Audrey G. Bennett, professor of art and design in the Penny W. Stamps School of Art & Design, professor of communication and media in LSA, and a University Diversity and Social Transformation Professor, is the 2022 recipient of the AIGA Steven Heller Prize for Cultural Commentary. The award honors critical thinking about design and the profession and encourages development in the next generation of design voices through a variety of media. AIGA, the professional association for design, said Bennett was recognized “for her prolific yet unpredictable work as a leading scholar of graphic design, print culture, and book history as well as her impact through graphic design history textbooks to shape students and welcome the next generation of designers.” Bennett’s publications include “The African Roots of Swiss Design,” “The Rise of Research in Graphic Design,” “Interactive Aesthetics,” “Good Design is Good Social Change: Envisioning an Age of Accountability in Communication Design Education,” “Follow the Golden Ratio from Africa to the Bauhaus for a Cross-Cultural Aesthetic for Images” and “A Wicked Solution to the Global Food Problem.”
Alec D. Gallimore, Robert J. Vlasic Dean of Engineering, Richard F. and Eleanor A. Towner Professor of Engineering, and Arthur F. Thurnau Professor and professor of aerospace engineering in the College of Engineering, was awarded the Stuhlinger Medal for achievement in electric propulsion from the Electric Rocket Propulsion Society. The Ernst Stuhlinger Medal for Outstanding Achievement in Electric Propulsion is awarded on the basis of technical or leadership contributions, contributions of the recipient’s team, quality and volume of publications, and technical or leadership distinction over an extended period of time. It is the highest distinction given in recognition of outstanding contributions in electric propulsion engineering. Gallimore’s research focus on electric propulsion, plasma diagnostics, space plasma simulation, and related fields has involved extensive design and testing experience with a number of electric propulsion devices including various thrusters, arcjets, and multimegawatt pulsed coaxial plasma accelerators.

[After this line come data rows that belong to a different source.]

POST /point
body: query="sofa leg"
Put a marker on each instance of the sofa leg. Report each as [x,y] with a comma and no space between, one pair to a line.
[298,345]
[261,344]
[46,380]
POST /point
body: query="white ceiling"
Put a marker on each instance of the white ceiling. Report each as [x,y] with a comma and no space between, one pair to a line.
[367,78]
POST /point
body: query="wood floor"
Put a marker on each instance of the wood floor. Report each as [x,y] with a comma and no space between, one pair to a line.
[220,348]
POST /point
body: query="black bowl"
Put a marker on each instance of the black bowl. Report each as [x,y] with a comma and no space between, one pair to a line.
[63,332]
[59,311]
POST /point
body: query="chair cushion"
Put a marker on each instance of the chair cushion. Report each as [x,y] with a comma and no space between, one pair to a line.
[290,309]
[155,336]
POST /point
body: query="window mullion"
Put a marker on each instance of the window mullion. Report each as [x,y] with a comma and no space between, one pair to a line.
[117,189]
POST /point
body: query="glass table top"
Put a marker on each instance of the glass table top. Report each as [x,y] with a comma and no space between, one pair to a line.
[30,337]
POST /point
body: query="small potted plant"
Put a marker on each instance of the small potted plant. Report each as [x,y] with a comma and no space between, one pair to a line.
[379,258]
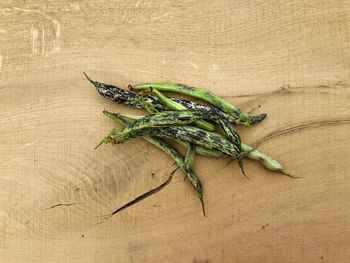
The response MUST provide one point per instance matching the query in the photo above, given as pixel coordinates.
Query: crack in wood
(57, 205)
(299, 127)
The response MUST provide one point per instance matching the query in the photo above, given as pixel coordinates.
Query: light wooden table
(288, 59)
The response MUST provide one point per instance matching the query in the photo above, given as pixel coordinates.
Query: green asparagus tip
(293, 176)
(105, 140)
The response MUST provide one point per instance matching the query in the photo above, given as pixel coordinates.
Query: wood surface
(290, 59)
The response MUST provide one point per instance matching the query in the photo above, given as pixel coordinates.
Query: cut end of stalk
(256, 119)
(202, 202)
(290, 175)
(111, 113)
(93, 82)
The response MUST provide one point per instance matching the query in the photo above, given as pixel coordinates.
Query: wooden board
(289, 59)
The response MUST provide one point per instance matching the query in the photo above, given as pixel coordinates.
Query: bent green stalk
(190, 134)
(185, 165)
(170, 118)
(173, 105)
(247, 151)
(207, 96)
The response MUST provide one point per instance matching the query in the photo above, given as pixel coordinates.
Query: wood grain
(289, 59)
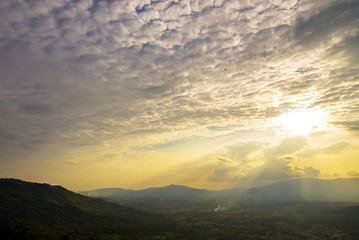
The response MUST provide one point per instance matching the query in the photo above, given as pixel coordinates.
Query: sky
(209, 94)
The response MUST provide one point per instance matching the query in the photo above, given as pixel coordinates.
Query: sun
(302, 121)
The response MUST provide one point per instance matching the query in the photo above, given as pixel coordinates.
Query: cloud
(353, 174)
(352, 126)
(335, 148)
(136, 74)
(291, 145)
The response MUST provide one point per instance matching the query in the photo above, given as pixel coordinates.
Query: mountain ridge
(304, 189)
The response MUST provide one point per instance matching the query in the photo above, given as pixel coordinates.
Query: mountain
(41, 211)
(171, 192)
(335, 190)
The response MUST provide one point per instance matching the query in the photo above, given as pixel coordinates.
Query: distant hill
(331, 190)
(335, 190)
(41, 211)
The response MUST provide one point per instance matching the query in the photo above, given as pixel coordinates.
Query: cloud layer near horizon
(114, 78)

Paul N. Courant, who served multiple roles at U-M, including provost and dean of libraries, will receive the 2022 Paul Evan Peters Award from the Coalition for Networked Information, the Association of Research Libraries and EDUCAUSE, for achievements in the creation and innovative use of network-based information resources and services that advance scholarship and intellectual productivity. While provost, Courant negotiated with Google to allow digitization of the entire library contents for Google Books, and provided that the university retain copies of the digitized files and the right to develop consortial arrangements with other institutions. These requirements proved foundational to HathiTrust, which Courant spearheaded while dean of libraries. Courant is the Edward M. Gramlich Distinguished University Professor Emeritus of Economics and Public Policy, the Harold T. Shapiro Collegiate Professor Emeritus of Public Policy, professor emeritus of economics and of information, Arthur F. Thurnau Professor Emeritus and provost emeritus. He will deliver the Paul Evan Peters Memorial Lecture during the CNI Fall 2022 Membership Meeting on Dec. 12–13.
Arnold Monto, the Thomas Francis Jr. Collegiate Professor Emeritus of Public Health, and professor emeritus of epidemiology and of global public health, recently received the International Society for Influenza and other Respiratory Virus Diseases’ Lifetime Achievement Award for his contributions to respiratory virus disease research over the course of his career. For seven decades, Monto has expanded the understanding of respiratory disease and epidemiology research. He joined the School of Public Health in 1965, where he worked closely with Thomas Francis Jr. on the Tecumseh Community Health Study, expanding the landmark study’s scope to look at the spread of respiratory infections in the 10,000 residents of Tecumseh, Michigan. During the 1968 influenza pandemic, Monto found that vaccinating school-aged children reduced infection in the entire community, an early demonstration of herd immunity. Since then, Monto has been involved in evaluating a variety of strategies to control influenza and other respiratory diseases. Notably, he has been involved in pandemic planning and emergency response to influenza and other respiratory virus outbreaks, including the 1968 Hong Kong influenza pandemic, avian influenza, SARS, MERS, and most recently, the COVID-19 pandemic. Since 2020, Monto has served as acting chair of the U.S. Food and Drug Administration’s Vaccines and Related Biological Products Advisory Committee, which advises the FDA on the development, authorization and licensure of the COVID-19 vaccines.